Ther kor penchendeawkan samrhab rao, ther pen peaun ti di tisud khong rao smerna

The first one is the literally translated one
the second one is how most ppl would say it, which says that
You are the same thing to me, you are my best of the greatest friends of me forever.


----------



## elroy

Lique said:
			
		

> French: Tout de même à moi, tu es le meilleur de tous/toutes mes amis/amies.
> English pronunciation: two duh mem ah mwah, two aie luh mayeur duh to/toot maize amee/ameeze.


 
"Ameeze" is incorrect - even if it's feminine.

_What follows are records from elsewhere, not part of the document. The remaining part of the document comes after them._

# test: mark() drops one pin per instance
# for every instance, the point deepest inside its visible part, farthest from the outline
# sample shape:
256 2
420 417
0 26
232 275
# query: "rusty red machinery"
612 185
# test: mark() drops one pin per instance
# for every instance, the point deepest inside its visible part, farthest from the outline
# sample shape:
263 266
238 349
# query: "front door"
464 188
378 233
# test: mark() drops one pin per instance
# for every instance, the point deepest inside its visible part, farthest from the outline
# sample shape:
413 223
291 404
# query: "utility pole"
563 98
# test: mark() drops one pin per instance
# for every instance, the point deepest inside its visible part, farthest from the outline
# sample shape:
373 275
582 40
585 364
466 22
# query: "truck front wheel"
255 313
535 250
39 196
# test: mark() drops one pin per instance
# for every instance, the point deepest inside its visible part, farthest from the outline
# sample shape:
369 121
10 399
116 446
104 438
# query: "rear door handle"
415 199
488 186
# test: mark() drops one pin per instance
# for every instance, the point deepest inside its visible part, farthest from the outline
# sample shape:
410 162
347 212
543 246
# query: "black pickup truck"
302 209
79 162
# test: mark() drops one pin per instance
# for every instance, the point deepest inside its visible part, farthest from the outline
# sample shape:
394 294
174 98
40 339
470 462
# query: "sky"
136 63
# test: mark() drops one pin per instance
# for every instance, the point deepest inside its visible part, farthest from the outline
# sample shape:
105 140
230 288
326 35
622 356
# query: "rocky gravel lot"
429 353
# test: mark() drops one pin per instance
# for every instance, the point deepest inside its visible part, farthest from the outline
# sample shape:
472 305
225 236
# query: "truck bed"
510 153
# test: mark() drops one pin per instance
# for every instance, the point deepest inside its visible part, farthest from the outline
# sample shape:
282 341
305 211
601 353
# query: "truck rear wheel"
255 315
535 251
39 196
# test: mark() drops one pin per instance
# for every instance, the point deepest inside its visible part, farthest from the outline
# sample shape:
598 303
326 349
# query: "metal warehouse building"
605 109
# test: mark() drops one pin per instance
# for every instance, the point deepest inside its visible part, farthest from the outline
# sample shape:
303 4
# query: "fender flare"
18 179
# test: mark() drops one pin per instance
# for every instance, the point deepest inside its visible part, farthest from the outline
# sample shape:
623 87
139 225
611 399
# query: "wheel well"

Here's an Arabic translation:

*نفس الشيء بالنسبة لي، أنت أفضل أصدقائي/صديقاتي.*
_(Nafsu 'sh-shay'i bin-nisbati lii, anta/anti afDalu aSdiqaa'i/sadiqaati.)_

Blue - masculine
Green - feminine


----------



## cherine

Lique said:
			
		

> French: Tout de même à moi, tu es le meilleur de tous/toutes mes amis/amies.
> English pronunciation: two duh mem ah mwah, two aie luh mayeur duh to/toot maize amee/ameeze.


 
Je dirai plutôt (I'd rather say) :
Même chose pour moi, tu es le meilleur (la meilleure) de tous mes amis.
(la meilleure) is for a female friend.


----------



## betulina

My try in Catalan, although I would need a little more context for the first part of the sentence :

"Per mi també, ets el meu millor amic (male) / ets la meva millor amiga (female)".


----------



## Whodunit

My try in German:

*Gleiches trifft für mich zu, du bist einfach der allerbeste Freund, den ich habe.*

"the best of all my friends" doesn't seem to work in German. I tried to use "the best friend (of all) I have". 

By the way, do you want a transliteration in English alphabet for all languages?


----------



## nichec

In Chinese:
對我而言你一樣是我最好的朋友
As for the pronunciation.....I'm sorry I really have no idea how to spell them in English, maybe some other members can help


----------



## Lique

Corrections all sound good to me. My French isn't always the best.


----------



## wEi-wEi

thanks to all!   hehe! if someone can also give a japanese, korean, egyptian or any language that you can add please do so... thanks so much!!!


----------



## poul

In dansih it would be like this
Det samme glælder for mig, du er min allerbedste ven...


----------



## Roshini

Well, in Malay it would be..... Perkara sama bagi aku, engkaulah kawan yang paling baik. Have fun.


----------



## victoria luz

Italian:

Lo stesso vale per me. Sei il mio migliore amico/la mia migliore amica


----------



## Roshini

hello victoria. the translation is not for me. I'm just doing a favour for someone. Thanks anyway.


----------



## Elieri

And here goes in swedish:

*Samma här, du är min allra bästa vän.*


----------



## wEi-wEi

THANKSS!!! to all!!!
>> if someone can translate it in their language which is not here... please do so... THANKS!!!


----------



## Whodunit

wEi-wEi said:
			
		

> thanks to all!  hehe! if someone can also give a japanese, korean, egyptian or any language that you can add please do so... thanks so much!!!


 
In Egypt they speak Arabic. Elroy already gave you the Arabic translation, as you can see. 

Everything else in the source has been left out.